Just like abortion, sex talks are taboo in Poland. Sex education and contraception are avoided topics in schools.
By Alison Bertho
At just 16 years old Aleksandra Wesołowska took part in the Black Monday protest, but her plea was for better sex education.
“Our books ignore the topic of health, prevention and sexual rights,” says high-school student Wesołowska. “I am disappointed because in other European countries, sex educations lessons are open minded discussions about contraceptive and STDs preventions.”
“To be pro or against abortion, you first need the knowledge and understanding of the entire process,” says Marta Habior film producer and feminist activist. “But children are being taught about sexuality in church and not in biology class”.

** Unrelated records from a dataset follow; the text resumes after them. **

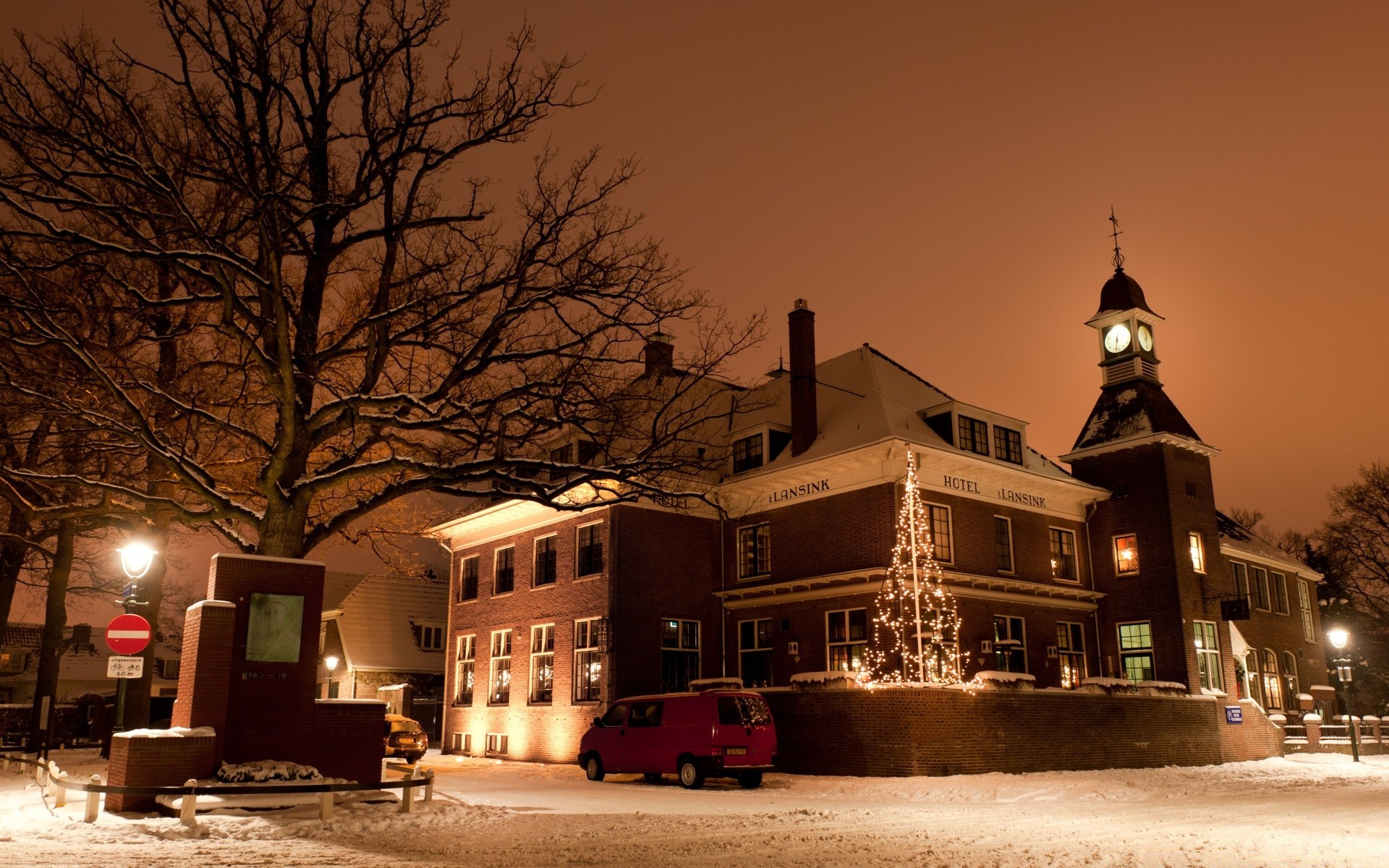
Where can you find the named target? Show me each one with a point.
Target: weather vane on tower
(1118, 258)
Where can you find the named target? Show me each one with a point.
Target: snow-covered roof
(380, 620)
(863, 398)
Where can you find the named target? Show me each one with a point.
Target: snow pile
(1109, 685)
(715, 684)
(827, 681)
(173, 732)
(261, 771)
(990, 679)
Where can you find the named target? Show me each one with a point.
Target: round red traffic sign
(128, 634)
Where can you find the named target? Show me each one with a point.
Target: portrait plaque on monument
(276, 626)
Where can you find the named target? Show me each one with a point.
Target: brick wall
(347, 739)
(164, 762)
(895, 732)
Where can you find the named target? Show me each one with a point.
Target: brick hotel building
(1113, 569)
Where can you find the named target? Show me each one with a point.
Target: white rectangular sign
(124, 667)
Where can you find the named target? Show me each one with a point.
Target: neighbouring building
(1114, 567)
(386, 634)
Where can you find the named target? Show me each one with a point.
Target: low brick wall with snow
(914, 731)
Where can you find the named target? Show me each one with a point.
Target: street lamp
(1338, 637)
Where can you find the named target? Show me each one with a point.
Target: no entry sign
(128, 634)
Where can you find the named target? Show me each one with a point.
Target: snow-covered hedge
(990, 679)
(261, 771)
(825, 681)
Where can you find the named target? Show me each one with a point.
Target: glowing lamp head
(137, 560)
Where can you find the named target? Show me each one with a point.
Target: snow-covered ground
(1314, 810)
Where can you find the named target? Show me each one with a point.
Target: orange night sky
(937, 181)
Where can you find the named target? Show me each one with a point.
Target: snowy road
(1271, 813)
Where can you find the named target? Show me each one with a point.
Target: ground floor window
(1010, 652)
(848, 639)
(588, 665)
(542, 663)
(1207, 656)
(1137, 650)
(755, 647)
(1070, 650)
(679, 655)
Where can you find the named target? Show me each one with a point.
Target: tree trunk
(54, 621)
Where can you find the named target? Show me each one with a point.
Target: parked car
(715, 733)
(404, 738)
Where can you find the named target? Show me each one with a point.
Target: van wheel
(692, 777)
(593, 767)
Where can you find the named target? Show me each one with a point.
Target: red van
(715, 733)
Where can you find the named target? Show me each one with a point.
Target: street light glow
(137, 560)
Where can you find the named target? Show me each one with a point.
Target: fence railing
(49, 777)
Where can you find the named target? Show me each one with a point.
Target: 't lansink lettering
(799, 490)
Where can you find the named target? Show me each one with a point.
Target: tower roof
(1121, 294)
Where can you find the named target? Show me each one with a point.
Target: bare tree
(315, 312)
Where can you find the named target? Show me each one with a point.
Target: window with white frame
(466, 655)
(1126, 555)
(546, 558)
(590, 550)
(939, 519)
(1003, 543)
(501, 691)
(846, 639)
(755, 652)
(1063, 555)
(504, 571)
(1207, 656)
(1304, 605)
(542, 663)
(755, 550)
(1280, 588)
(1070, 650)
(679, 655)
(1137, 650)
(1010, 652)
(588, 663)
(1259, 588)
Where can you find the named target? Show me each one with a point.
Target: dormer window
(747, 453)
(974, 435)
(1007, 445)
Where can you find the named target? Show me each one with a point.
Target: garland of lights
(917, 625)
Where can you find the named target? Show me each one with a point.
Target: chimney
(804, 421)
(659, 354)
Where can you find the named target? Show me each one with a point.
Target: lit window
(1126, 553)
(1207, 655)
(755, 550)
(1137, 650)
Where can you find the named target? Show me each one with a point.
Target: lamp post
(1338, 638)
(331, 661)
(137, 560)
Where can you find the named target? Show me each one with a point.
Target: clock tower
(1155, 542)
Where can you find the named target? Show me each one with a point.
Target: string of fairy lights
(917, 625)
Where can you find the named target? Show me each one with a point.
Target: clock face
(1116, 339)
(1145, 338)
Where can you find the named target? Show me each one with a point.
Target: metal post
(188, 806)
(120, 707)
(93, 801)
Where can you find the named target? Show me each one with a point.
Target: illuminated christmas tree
(917, 625)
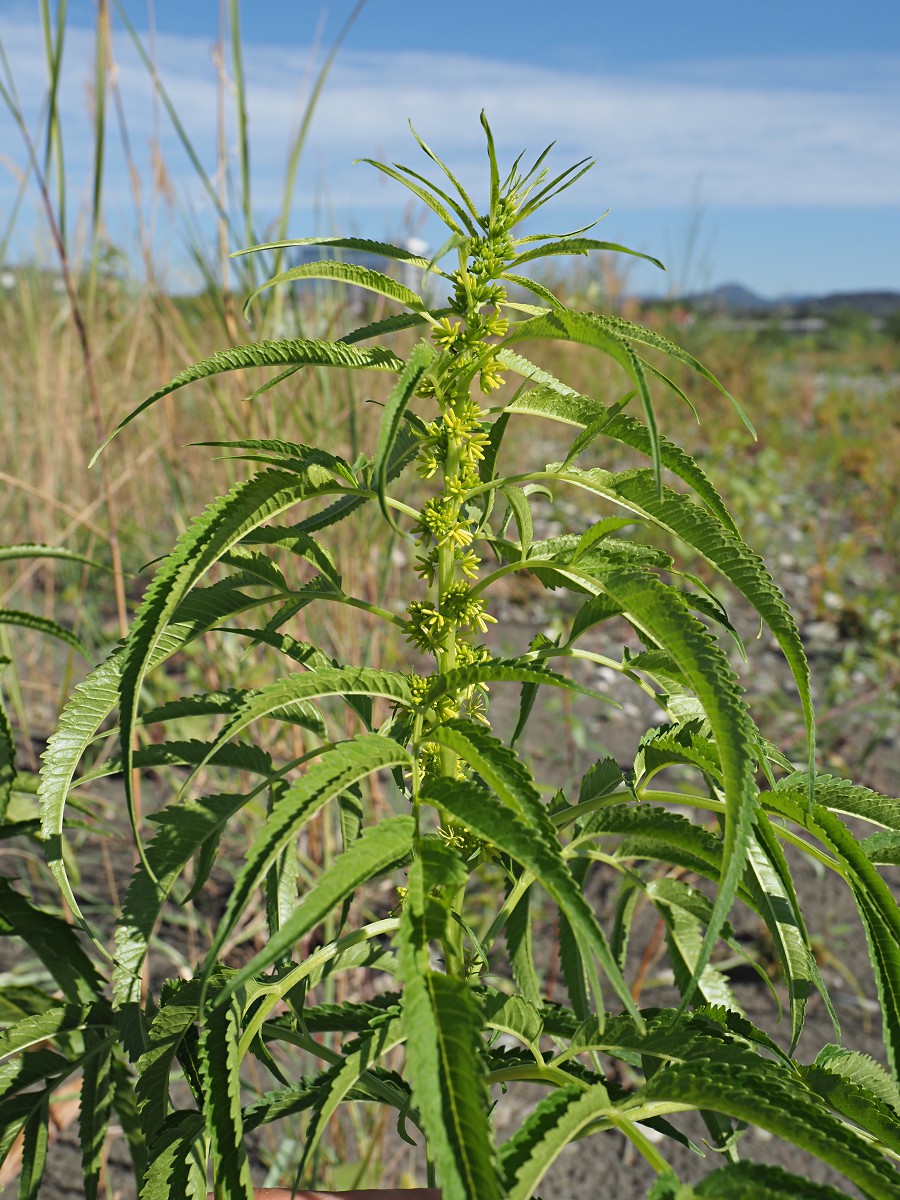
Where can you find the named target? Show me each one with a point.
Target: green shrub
(483, 851)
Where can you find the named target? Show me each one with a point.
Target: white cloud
(751, 132)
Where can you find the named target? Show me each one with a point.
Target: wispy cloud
(750, 132)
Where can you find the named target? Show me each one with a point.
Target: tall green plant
(480, 850)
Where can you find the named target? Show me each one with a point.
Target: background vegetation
(87, 331)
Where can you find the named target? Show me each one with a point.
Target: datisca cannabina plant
(479, 859)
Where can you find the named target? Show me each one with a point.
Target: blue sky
(754, 143)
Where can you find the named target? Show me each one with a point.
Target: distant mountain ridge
(738, 300)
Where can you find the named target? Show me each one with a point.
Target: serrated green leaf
(768, 877)
(497, 670)
(579, 246)
(861, 1069)
(684, 937)
(442, 1024)
(342, 1079)
(393, 417)
(768, 1097)
(664, 617)
(363, 245)
(498, 766)
(222, 526)
(843, 796)
(556, 402)
(757, 1181)
(285, 695)
(220, 1062)
(7, 760)
(378, 850)
(95, 1113)
(294, 352)
(658, 341)
(522, 514)
(340, 768)
(486, 817)
(556, 1121)
(343, 273)
(426, 197)
(857, 1103)
(175, 1162)
(35, 1141)
(580, 328)
(183, 829)
(165, 1036)
(875, 901)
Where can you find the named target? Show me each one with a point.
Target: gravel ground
(606, 1164)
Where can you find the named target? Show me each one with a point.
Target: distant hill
(737, 300)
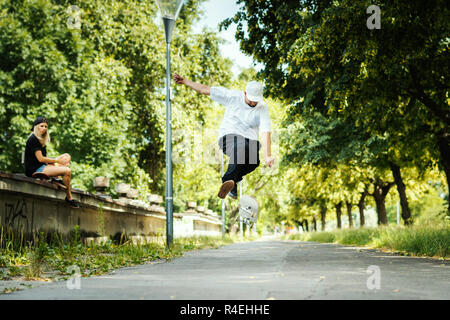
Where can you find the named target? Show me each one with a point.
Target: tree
(392, 81)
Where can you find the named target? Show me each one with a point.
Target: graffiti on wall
(15, 215)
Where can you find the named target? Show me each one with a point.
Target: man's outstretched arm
(267, 152)
(201, 88)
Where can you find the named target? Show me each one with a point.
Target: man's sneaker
(72, 203)
(233, 193)
(226, 187)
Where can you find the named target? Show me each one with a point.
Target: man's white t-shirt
(239, 117)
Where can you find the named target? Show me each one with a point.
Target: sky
(215, 11)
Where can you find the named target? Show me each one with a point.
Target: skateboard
(43, 176)
(40, 175)
(248, 210)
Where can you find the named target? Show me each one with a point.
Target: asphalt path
(266, 269)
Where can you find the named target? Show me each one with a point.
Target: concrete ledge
(28, 205)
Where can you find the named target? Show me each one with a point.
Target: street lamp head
(169, 11)
(170, 8)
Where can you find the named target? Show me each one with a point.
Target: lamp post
(169, 11)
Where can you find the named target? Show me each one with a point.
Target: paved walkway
(263, 270)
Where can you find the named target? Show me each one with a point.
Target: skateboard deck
(40, 175)
(248, 210)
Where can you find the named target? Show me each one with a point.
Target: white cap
(254, 91)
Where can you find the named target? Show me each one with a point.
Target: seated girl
(36, 159)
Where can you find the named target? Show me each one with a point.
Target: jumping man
(245, 114)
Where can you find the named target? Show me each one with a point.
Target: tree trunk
(379, 195)
(406, 213)
(314, 224)
(349, 212)
(306, 225)
(338, 214)
(361, 206)
(323, 213)
(444, 150)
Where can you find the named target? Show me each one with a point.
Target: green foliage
(100, 86)
(421, 240)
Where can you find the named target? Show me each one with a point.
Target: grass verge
(421, 240)
(56, 260)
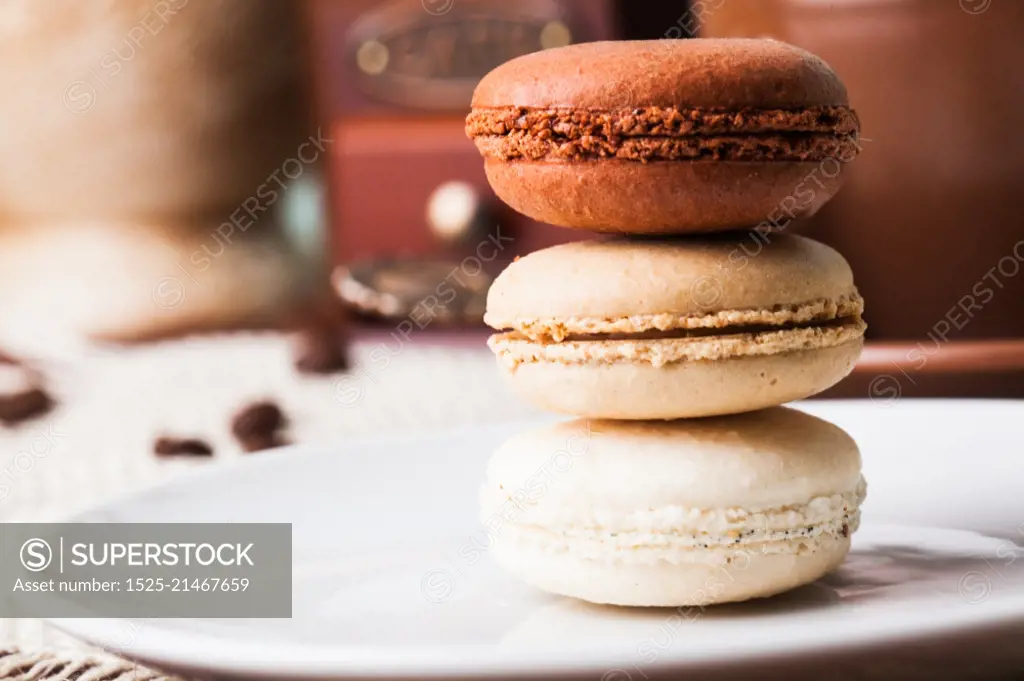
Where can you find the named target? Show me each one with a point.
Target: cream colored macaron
(668, 329)
(675, 513)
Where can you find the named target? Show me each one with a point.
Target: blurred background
(176, 168)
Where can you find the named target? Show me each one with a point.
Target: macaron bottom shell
(749, 573)
(688, 197)
(641, 390)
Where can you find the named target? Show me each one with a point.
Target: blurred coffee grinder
(416, 231)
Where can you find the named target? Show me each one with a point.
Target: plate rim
(157, 646)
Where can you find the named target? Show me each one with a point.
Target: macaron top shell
(760, 460)
(630, 286)
(697, 73)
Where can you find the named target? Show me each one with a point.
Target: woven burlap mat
(22, 666)
(97, 443)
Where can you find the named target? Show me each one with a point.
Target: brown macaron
(665, 136)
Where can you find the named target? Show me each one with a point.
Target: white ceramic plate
(389, 581)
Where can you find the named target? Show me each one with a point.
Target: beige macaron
(669, 329)
(689, 512)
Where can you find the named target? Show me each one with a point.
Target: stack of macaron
(676, 335)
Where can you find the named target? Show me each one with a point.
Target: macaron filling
(514, 349)
(679, 534)
(666, 134)
(662, 339)
(550, 329)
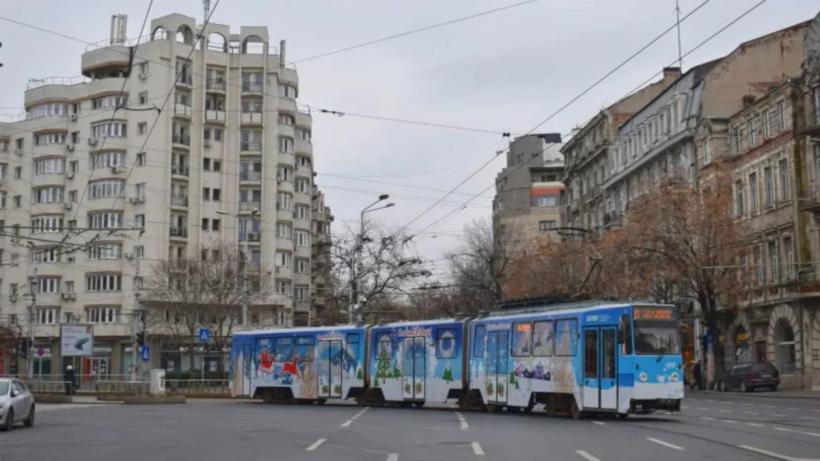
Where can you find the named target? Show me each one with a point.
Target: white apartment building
(228, 161)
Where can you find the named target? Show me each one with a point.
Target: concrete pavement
(713, 426)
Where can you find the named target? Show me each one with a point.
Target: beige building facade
(192, 140)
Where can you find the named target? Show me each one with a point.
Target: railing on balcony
(250, 175)
(178, 232)
(215, 84)
(251, 117)
(180, 170)
(179, 200)
(185, 79)
(252, 146)
(182, 109)
(183, 139)
(250, 206)
(251, 87)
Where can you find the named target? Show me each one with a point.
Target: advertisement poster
(76, 340)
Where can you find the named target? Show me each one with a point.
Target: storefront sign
(76, 340)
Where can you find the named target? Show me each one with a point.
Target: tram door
(497, 357)
(329, 368)
(600, 390)
(413, 367)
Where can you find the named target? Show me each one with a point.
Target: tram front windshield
(656, 338)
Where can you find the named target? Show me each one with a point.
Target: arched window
(185, 35)
(784, 346)
(159, 34)
(216, 42)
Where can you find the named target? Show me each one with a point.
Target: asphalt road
(712, 426)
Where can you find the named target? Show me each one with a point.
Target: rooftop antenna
(680, 55)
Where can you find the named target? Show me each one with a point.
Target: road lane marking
(586, 455)
(666, 444)
(315, 444)
(353, 418)
(462, 421)
(477, 449)
(768, 453)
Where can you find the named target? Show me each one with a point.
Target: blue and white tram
(618, 358)
(414, 362)
(308, 364)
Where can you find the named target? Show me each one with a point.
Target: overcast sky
(501, 72)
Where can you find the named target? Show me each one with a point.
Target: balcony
(249, 206)
(182, 139)
(179, 201)
(251, 87)
(250, 147)
(178, 232)
(215, 84)
(181, 110)
(215, 116)
(185, 80)
(180, 170)
(251, 118)
(255, 176)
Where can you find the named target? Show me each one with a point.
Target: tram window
(566, 337)
(478, 341)
(591, 354)
(283, 348)
(304, 347)
(446, 346)
(542, 338)
(522, 339)
(352, 344)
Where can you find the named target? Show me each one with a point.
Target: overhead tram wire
(413, 31)
(563, 107)
(695, 48)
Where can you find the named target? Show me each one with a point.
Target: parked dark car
(746, 377)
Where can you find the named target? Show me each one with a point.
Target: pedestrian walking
(696, 375)
(68, 380)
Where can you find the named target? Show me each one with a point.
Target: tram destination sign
(652, 313)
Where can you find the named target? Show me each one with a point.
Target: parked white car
(16, 404)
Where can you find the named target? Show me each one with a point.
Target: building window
(103, 282)
(44, 139)
(101, 314)
(784, 347)
(783, 170)
(115, 129)
(47, 315)
(106, 188)
(48, 194)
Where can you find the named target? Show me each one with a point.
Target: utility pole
(680, 53)
(31, 317)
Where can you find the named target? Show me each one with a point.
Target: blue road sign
(203, 334)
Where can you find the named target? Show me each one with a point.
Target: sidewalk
(788, 394)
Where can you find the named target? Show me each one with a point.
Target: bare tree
(377, 265)
(480, 266)
(188, 293)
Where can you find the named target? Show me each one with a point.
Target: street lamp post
(353, 295)
(246, 255)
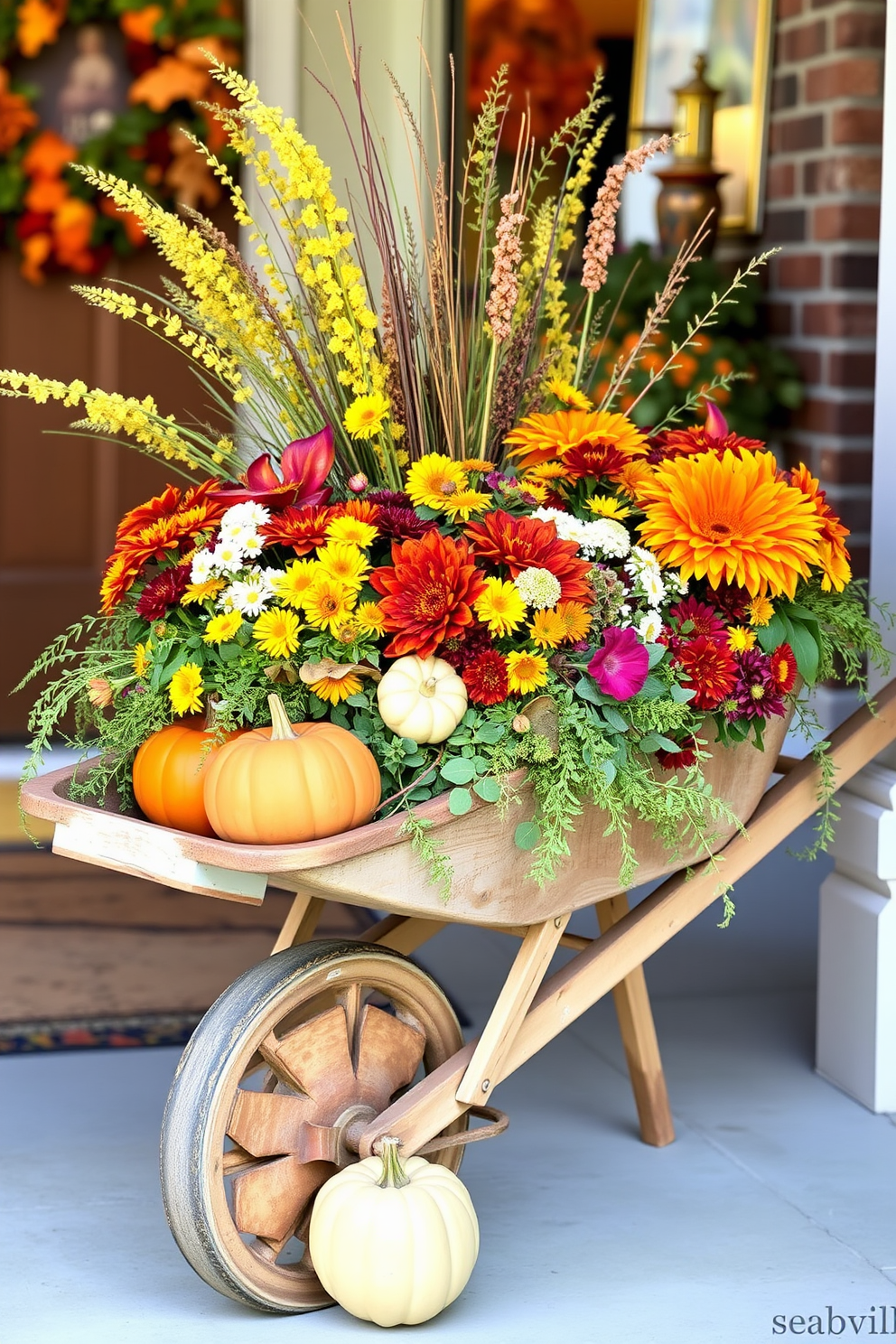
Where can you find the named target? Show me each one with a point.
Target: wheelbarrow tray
(375, 866)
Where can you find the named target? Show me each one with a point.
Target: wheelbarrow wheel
(295, 1057)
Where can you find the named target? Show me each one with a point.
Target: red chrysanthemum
(462, 648)
(162, 593)
(710, 671)
(597, 460)
(783, 668)
(485, 677)
(699, 619)
(686, 443)
(427, 593)
(170, 522)
(303, 528)
(529, 542)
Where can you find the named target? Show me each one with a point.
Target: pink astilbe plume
(508, 254)
(602, 230)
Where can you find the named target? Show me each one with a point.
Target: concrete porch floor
(778, 1198)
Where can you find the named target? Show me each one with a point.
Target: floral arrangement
(445, 484)
(47, 212)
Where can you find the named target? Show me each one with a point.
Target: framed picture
(736, 39)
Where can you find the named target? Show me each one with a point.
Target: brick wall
(824, 211)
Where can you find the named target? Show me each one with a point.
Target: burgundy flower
(621, 666)
(163, 592)
(305, 464)
(462, 648)
(755, 694)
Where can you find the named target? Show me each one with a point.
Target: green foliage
(760, 383)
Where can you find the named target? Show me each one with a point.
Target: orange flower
(16, 117)
(429, 593)
(47, 154)
(39, 24)
(833, 555)
(140, 24)
(730, 519)
(521, 543)
(539, 438)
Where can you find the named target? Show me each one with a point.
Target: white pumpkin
(422, 699)
(394, 1244)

The 1993 law on abortion obliged the government to introduce into schools classes on sexual health, including information on birth control and responsible procreation.
“The assumption is that if you educate women on how to get pregnant there would be fewer unwanted pregnancies,” says Agnieszka Graff, adjunct professor in the American Studies Centers at the Warsaw University and Women Rights activist. “But that is not the right-wing argument, and so they argue that sex education demoralize children.”
While pro-choice and feminist organizations think sex education is the way to reduce unwanted pregnancies and abortions, pro-life organizations think that it is the cause.
“The education about sexuality should be taught at home by the parents and not in schools,” says Anna Wiejak, journalist at Prawy.pl and pro-life activist for foundation SOS. “The main result of sex education in schools is the sexualization of children as teaching about sexual relations and contraception encourage children to try it.”
However, sex educators like Maria Cygan, a volunteer at Ponton, a sexual health organization affiliated with the Federation for Women and Family Planning, say it is absurd to think that educating people about sexuality would push them to do it more.
“Contraception is the source of the problem, educators and the government should tackle it,” says Cygan.